Trump is so comfortable with the relative handful of the American electorate who will allow him anything, that he recently turned around, parted a curtain of hair and showed a hairless expanse of pink scalp. The people who are ‘The MAGA’ – his voters – would call him “bald as a coot”. It is all part of the comfort blanket that is The Donald.

Boris Johnson, who seems to be on what is called in the political world ‘manoeuvres’, sees his personal destiny to be that of Prime Minister of Great Britain. He wrote, while serving as the elected mayor of London, a biography of Winston Churchill. The Guardian headlined its review of the book: “self-serving but spirited”. Boris is a ‘card’. He is a fixture on the landscape for no other reason than, in the words of Noel Coward’s biography, his “talent to amuse”. He exists for those for whom the times we live in are much too overwhelming.

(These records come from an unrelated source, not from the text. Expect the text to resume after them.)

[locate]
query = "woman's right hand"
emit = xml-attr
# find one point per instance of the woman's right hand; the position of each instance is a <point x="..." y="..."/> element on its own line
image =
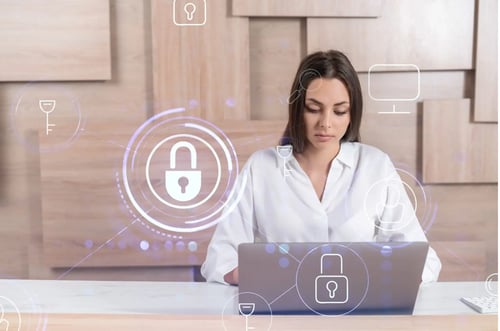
<point x="232" y="277"/>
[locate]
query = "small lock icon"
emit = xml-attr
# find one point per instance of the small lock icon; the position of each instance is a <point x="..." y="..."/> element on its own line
<point x="189" y="12"/>
<point x="183" y="185"/>
<point x="331" y="288"/>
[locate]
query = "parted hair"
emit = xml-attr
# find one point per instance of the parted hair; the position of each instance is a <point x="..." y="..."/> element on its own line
<point x="328" y="64"/>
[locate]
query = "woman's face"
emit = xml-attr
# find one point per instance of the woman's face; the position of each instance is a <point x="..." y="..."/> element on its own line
<point x="326" y="114"/>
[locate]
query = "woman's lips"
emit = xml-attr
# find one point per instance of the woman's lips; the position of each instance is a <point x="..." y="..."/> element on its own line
<point x="323" y="137"/>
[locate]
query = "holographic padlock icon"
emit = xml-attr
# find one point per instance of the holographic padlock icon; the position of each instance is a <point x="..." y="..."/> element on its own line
<point x="331" y="289"/>
<point x="183" y="185"/>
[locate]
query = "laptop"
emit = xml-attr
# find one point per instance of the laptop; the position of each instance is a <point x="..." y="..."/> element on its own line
<point x="330" y="278"/>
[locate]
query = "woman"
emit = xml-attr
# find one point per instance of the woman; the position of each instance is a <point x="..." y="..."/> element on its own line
<point x="321" y="185"/>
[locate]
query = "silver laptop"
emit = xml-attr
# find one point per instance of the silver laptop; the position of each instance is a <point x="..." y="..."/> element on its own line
<point x="330" y="278"/>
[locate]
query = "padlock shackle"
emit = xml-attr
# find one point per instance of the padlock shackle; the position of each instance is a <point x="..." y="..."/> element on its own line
<point x="192" y="152"/>
<point x="332" y="254"/>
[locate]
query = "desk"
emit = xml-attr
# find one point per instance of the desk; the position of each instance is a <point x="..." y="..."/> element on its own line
<point x="89" y="305"/>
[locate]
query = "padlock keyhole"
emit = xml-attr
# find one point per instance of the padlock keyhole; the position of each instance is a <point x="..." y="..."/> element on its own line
<point x="183" y="182"/>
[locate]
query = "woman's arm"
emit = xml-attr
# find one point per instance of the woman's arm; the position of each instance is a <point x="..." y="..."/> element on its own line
<point x="236" y="226"/>
<point x="232" y="277"/>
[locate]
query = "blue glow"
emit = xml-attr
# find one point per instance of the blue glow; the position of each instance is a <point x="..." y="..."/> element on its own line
<point x="386" y="250"/>
<point x="144" y="244"/>
<point x="192" y="246"/>
<point x="270" y="248"/>
<point x="284" y="248"/>
<point x="386" y="265"/>
<point x="284" y="262"/>
<point x="180" y="246"/>
<point x="169" y="245"/>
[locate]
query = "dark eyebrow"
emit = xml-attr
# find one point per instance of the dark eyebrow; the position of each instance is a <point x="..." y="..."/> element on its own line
<point x="320" y="103"/>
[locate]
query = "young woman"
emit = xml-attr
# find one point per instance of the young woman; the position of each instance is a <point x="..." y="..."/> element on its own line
<point x="321" y="184"/>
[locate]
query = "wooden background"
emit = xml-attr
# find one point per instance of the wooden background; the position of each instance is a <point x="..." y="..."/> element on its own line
<point x="115" y="64"/>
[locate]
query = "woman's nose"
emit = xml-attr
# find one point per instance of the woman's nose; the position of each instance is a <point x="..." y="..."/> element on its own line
<point x="325" y="119"/>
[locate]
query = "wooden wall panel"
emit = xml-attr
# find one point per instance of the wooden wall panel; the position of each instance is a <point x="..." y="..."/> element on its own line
<point x="455" y="150"/>
<point x="307" y="8"/>
<point x="466" y="214"/>
<point x="461" y="260"/>
<point x="434" y="35"/>
<point x="202" y="68"/>
<point x="55" y="40"/>
<point x="276" y="48"/>
<point x="486" y="91"/>
<point x="72" y="195"/>
<point x="93" y="183"/>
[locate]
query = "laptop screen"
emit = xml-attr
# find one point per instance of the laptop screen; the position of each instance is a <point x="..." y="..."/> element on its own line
<point x="331" y="278"/>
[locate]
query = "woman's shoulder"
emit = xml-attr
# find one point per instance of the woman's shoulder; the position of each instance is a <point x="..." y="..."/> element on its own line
<point x="365" y="153"/>
<point x="263" y="157"/>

A novel that is being widely read and discussed in the US now is Sinclair Lewis’ 1935 semi-satirical political novel It Can’t Happen Here. The novel describes the rise of Berzelius ‘Buzz’ Windrip, a politician who defeats Franklin Delano Roosevelt and is elected the president. He wins by playing on fears and by promising massive economic and social reforms. He promotes a return to ‘traditional’ values. And of course, ‘patriotism’. After his election, he takes control of the government with the help of a ruthless paramilitary force whose job is to impose his will. A journalist sets out to oppose him and leads a rebellion against him.

The argument against this fascism is that the US government is simply too unwieldy, too large, for any one man to take over. That somehow the mechanisms of Washington will chew up and spit out anyone who tries to take it over. But not if the people are asleep.

In Britain, we believe that we have our safeguards, too. While the Queen has no power to prevent a coup, many people think that she does. They have very little understanding of how their own government works, let alone how the EU operates. They can become ‘citizens of nowhere’ because, in a sense, they choose to be, not consciously, but by omission. And a willing ignorance that stems from political and moral exhaustion.

George Orwell, in his essay Politics and the English Language, wrote that “the word fascism has now no meaning except in so far as it signifies ‘something not desirable’”. He wrote this in 1946 and it is still true.

The Russians, who may or may not have actually influenced the US election, perhaps even the EU referendum, may indeed have touched a few people. Someday we may know.

But the fact is, what is happening, what may be coming upon us, is what we have created ourselves.

A voyage through Twitterworld alone is enough to reveal the cornucopia of hatred and bile that exists across the political spectrum. The unease we are experiencing now seems to be rooted within our own humanity. The great fear of change, difference, a seeming inability to keep up with the pace of things, including the intradependent world that we all live in, is the engine behind the rise of protectionism and populism. It is a yearning for order and peace. At any price. And through anyone.

This is how fascism arises. This is how it begins.

When we cease to question; when we give up our naturally intelligent, inquisitive brains to what we believe is nirvana, to blankness.

Then you have the voters of western Michigan, the Rust Belt, selecting as their president a man who lives in a gilded tower in the middle of Manhattan. You have the South of Italy selecting a party started by a one-time clown.

And you have Brexit, that mixture of a Carry On film – without the great laughs and the great cast – and an Archie Rice story told as an aside during a too-long music-hall routine about the Charge Of The Light Brigade.

Then, when we have reached this point in the show: enter the strongman.